Here are my questions:

What do you think of the idea?

Is this possible to do?

How easy is it to switch form CCU to SICU?

Extra info:

The CCU is a day shift- acuity vary form less acute to critical


150 Posts

Specializes in NICU, CVICU. Has 4 years experience.

I think you should have accepted the offer in the SICU. You will be working with surgical patients as a CRNA. The busy SICU is definitely the way to go. Can you get that offer back?

I don't see the benefit of starting in a CCU to switch a year later to an SICU, you would be much better served (as would your patients) by doing your orientation in the SICU and learning everything you can in that unit from the start.


135 Posts

I can definitely see why you would not want rotating shift --day to night and back again. YIKES! I work nights and that kind of messes me up, but if I had to switch back and forth, I'm not sure how my body would like that!

As for starting on a high acuity unit, that all depends on what you think you can handle and how the orientation is. I started as a new grad in a high acuity medical ICU and I have done fine. But I had a really good precepting experience and the culture in our unit is very helpful and 'family' like so lots of support from everybody. At least that's how I've felt as a new grad. Very quickly became a part of the team, and that's the best way to learn and get experience (in my opinion. . . because that's how it's happened for me ).
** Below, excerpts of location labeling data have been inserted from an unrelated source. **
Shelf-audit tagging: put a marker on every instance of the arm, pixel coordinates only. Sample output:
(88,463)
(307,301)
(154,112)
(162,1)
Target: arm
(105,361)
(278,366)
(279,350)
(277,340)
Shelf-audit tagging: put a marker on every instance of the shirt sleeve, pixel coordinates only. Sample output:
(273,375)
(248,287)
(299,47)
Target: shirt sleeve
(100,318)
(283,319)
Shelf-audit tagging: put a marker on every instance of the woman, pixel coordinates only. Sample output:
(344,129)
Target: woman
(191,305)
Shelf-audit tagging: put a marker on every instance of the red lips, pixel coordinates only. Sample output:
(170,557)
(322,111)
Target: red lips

But you have to do what you're comfortable with. And honestly, the rotating shift thing would probably have been enough for me to say 'no' to a position if that was the case.
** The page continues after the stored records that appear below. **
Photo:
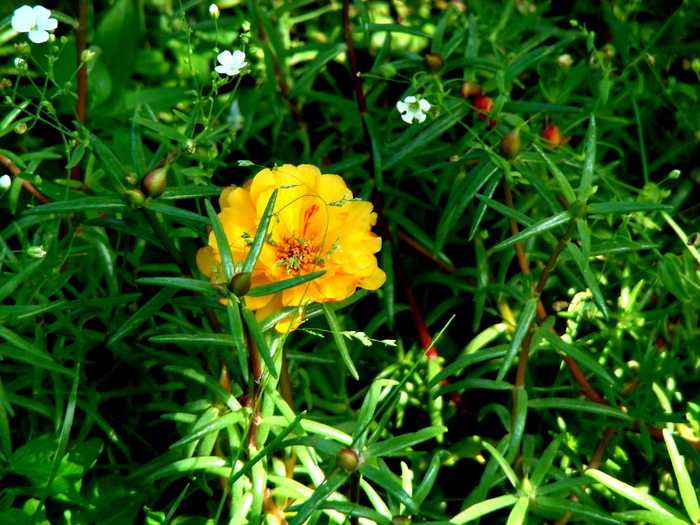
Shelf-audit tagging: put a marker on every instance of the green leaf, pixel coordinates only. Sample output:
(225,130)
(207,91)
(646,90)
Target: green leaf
(259,339)
(589,278)
(584,190)
(578,405)
(400,443)
(160,129)
(388,483)
(536,229)
(625,207)
(19,278)
(523,326)
(109,161)
(483,508)
(320,495)
(261,235)
(503,463)
(144,313)
(217,424)
(181,283)
(685,484)
(518,515)
(561,179)
(425,138)
(176,213)
(209,382)
(195,339)
(652,517)
(391,28)
(191,192)
(546,461)
(279,286)
(460,198)
(337,330)
(84,204)
(581,356)
(222,242)
(313,68)
(640,497)
(368,409)
(576,508)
Not sure anything I said was very helpful. I have been accepted to CRNA school and will start this coming school year. Get your experience and apply, even if you think you won't get in. You never know how things turn out :typing:


53 Posts

I think as a new grad if the opportunity was afforded to you to go to SICU you should have taken it. Don't let the day night rotation deter you from the learning that you will need to get into a CRNA program. The day/night rotation will be hard at first, but will give you the opportunity to experience all procedures, travels and paces the unit will offer.


75 Posts

Specializes in ICU.

How should I ask for the opportunity back after I told the manager that I accepted another offer?


75 Posts

Specializes in ICU.

Ok so the job is gone! Now what?

Should I just take the CCU job or continue looking for other jobs with SICU? Should I take the CCU and while working for them look for SICU jobs?


102 Posts

It is certainly possible to get into school without SICU experience - I did with CCU/MICU. However, if you believe your ultimate goal would be to eventually switch to SICU I would have just gone there and see if you could pick up shifts in the CCU. If its the schedule/shift that turned you away from SI you can always tell them your interest for a specific schedule and maybe they will come back and offer a different shift when one becomes available. Otherwise your CCU experience will definitely help for school as long as you're getting high acuity pts and lots of experience with swans, iabps, vasoactive drips, vents, ekgs, etc...


53 Posts

Remember ultimately, the goal is to obtain an excellent ICU experience prior to going on to CRNA school. I have to tell you this but you are the one who will determine how your experience is achieved. This means, having a good preceptor, asking many questions during your time in the ICU, and reading anything that you can get your hands on related to critical care. Even if the offer is no longer available, just remember the previous information that I have given you. Also, the grass is not greener on the other side...continue to apply and shadow in units. Good luck!


42 Posts

Specializes in Critical Care.

All -

I agree with the above posts. I was in a similar position as you, and I took a MICU, rather than a SICU position. I hindsight, I should have done the SICU. If you can, keep looking for a surgical ICU. If not - take Sleeper's advice - most of your experience is what you make of it, anyway.

One note - in my hospital, the CCU is barely 'Critical Care'. Very few really sick patients (and then they get transfered to the ICU, anyway...). And, some Nurse Managers have a habit of overstating acuity. Just a heads up.